A fronteira terrestre de 817 km entre Tailândia e Camboja foi inicialmente estabelecida por cartógrafos franceses em 1907, quando o Camboja era protetorado colonial da França. Desde então, diversos trechos permaneceram não demarcados, gerando disputas periódicas de soberania, particularmente em torno de sítios arqueológicos como o templo hindu de Preah Vihear. Em 1962, a Corte Internacional de Justiça (CIJ) já havia adjudicado a posse do templo em favor do Camboja, decisão reafirmada em 2013. Apesar disso, pontos adjacentes continuam contestados, resultando em episódios de confronto em 2008 e uma troca intensa de artilharia em 2011, que deixou ao menos uma dúzia de mortos em ambos os lados.

Eventos Recentes

No final de maio de 2025, tropas cambojanas avançaram em direção a uma área disputada próxima ao vilarejo de Morokot, em Preah Vihear, culminando no incidente fatal de 28 de maio. As autoridades cambojanas afirmam que o disparo inicial partiu de forças tailandesas durante negociações; por sua vez, a Tailândia insiste que suas tropas reagiram apenas a fogo vindo de Phnom Penh, sem registrar vítimas próprias.
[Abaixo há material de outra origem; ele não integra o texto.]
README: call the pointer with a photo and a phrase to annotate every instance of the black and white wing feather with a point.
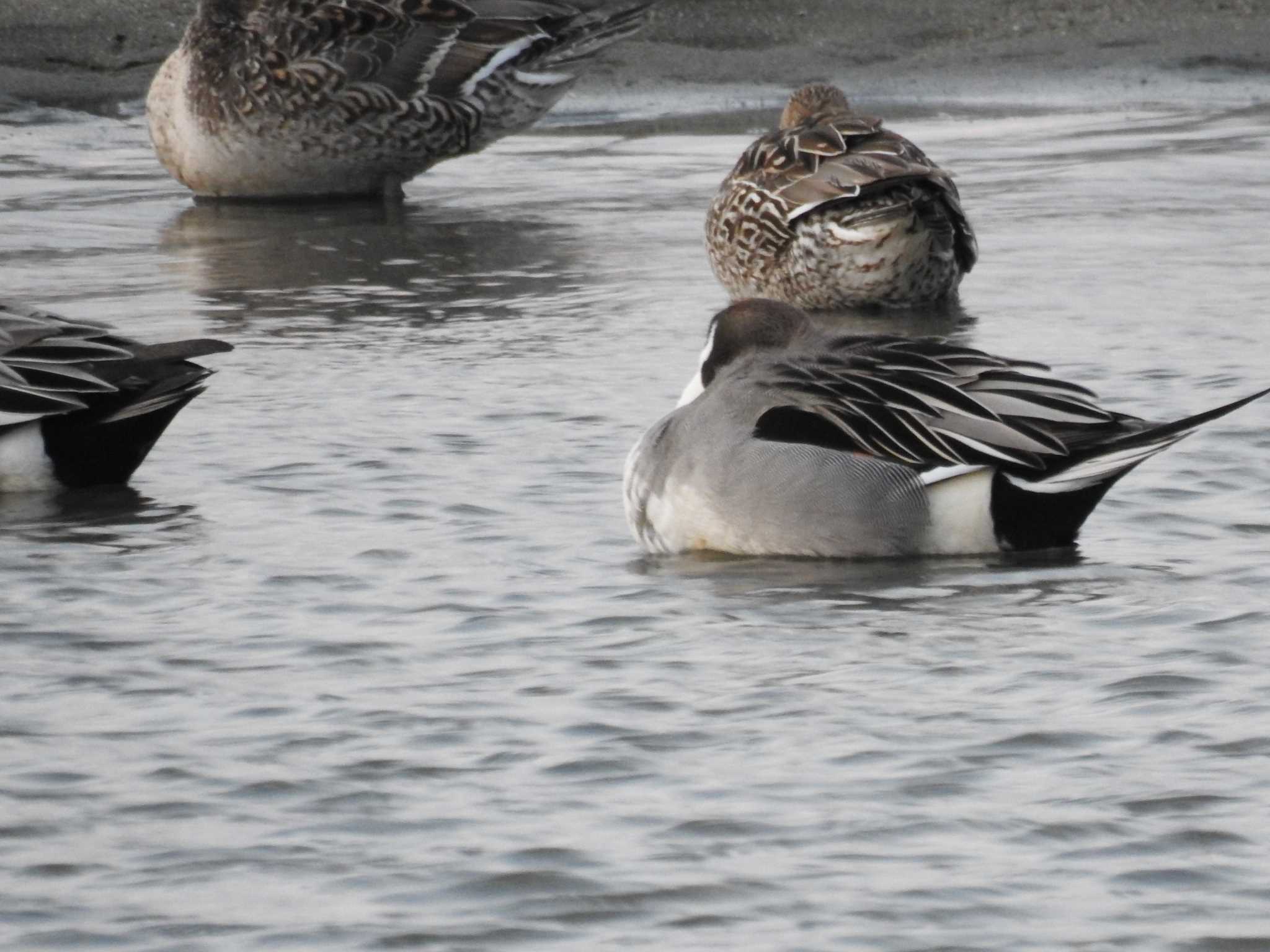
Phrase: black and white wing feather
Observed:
(926, 403)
Após o episódio, houve um recuo mútuo previsto em acordo preliminar, mas o impasse ressurgiu quando Phnom Penh rejeitou, em 5 de junho, uma proposta de reposicionamento recíproco baseada em limites de 2024. Desde então, ambos os lados reforçaram efetivos próximos aos 17 pontos de travessia oficiais, distribuídos por sete províncias tailandesas ao longo do traçado de 817 km.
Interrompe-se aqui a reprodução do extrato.